Install the project dependencies. Some packages are install via pip since they seem to be incompatible with the intel python setup.

conda install pendulum pydantic meshio shapely cython future gmsh
python -m pip install networkx vtk sympy

The direct solver is accelerated with PyPardiso. To install, run

conda install -c haasad pypardiso

Additional packages for development and testing:

conda install pytest pytest-cov pytest-mock black=20.8b1 flake8 isort

See PorePy Installation for additional dependencies and instructions to install PorePy. Then, clone this repository. Add PorePy and this project to conda (See this link for information about conda develop):

conda develop path/to/porepy/src
conda develop path/to/mastersproject/src
conda develop path/to/mastersproject/src/mastersproject

To run the code, clone the repository, install all dependencies, and add the GTS folder to importable modules. Install PorePy by following the instructions on their GitHub page. Currently, PorePy version 1.2.1 is supported. Access the python console and run

from GTS.isc_modelling.runscripts.hs1_stimulation import box_runscript

time_machine = box_runscript(case="A1")  # Replace by A2, B1, B2 for the other cases.
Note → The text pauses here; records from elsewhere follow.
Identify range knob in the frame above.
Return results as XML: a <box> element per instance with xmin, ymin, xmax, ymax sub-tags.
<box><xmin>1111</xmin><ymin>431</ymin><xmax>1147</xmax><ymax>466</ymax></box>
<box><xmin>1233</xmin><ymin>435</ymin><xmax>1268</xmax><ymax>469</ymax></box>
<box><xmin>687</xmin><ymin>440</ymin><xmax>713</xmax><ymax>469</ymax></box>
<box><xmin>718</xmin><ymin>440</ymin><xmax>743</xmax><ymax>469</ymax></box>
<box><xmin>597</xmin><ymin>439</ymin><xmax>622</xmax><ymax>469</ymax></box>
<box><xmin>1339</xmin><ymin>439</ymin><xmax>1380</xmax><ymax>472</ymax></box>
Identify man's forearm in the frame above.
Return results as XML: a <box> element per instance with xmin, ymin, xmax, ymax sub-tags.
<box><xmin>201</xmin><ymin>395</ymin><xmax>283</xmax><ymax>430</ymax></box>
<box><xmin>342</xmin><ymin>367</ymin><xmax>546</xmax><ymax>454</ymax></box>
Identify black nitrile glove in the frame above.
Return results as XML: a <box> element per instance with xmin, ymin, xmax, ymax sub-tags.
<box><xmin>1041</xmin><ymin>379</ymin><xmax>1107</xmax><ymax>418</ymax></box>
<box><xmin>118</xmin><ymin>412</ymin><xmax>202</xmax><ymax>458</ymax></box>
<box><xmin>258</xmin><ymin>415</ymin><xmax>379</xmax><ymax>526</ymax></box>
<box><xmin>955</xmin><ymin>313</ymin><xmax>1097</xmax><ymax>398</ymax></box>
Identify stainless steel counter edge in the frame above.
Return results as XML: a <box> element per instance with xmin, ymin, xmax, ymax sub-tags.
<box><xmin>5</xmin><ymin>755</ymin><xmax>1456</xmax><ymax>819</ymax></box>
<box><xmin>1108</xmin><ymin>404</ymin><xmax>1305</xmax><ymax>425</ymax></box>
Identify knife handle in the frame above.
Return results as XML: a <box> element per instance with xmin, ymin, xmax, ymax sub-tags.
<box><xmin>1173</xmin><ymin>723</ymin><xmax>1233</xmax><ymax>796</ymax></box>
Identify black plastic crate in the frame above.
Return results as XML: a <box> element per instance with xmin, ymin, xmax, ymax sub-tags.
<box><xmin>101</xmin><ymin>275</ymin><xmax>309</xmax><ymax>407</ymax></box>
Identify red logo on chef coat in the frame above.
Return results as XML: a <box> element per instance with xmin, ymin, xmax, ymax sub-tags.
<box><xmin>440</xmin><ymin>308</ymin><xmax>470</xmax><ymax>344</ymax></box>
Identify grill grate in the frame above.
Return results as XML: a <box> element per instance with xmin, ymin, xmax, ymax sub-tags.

The code base is extremely flexible in the sense that the components for the coupled PDE are modularized, allowing for arbitrary extensions to the existing setup. Separate and independent classes handle injection phases, timestepping, gridding, etc. A class, TimeMachine, assembles and executes the simulation for the given input parameters. Simulation results are automatically exported to a format compatible with ParaView.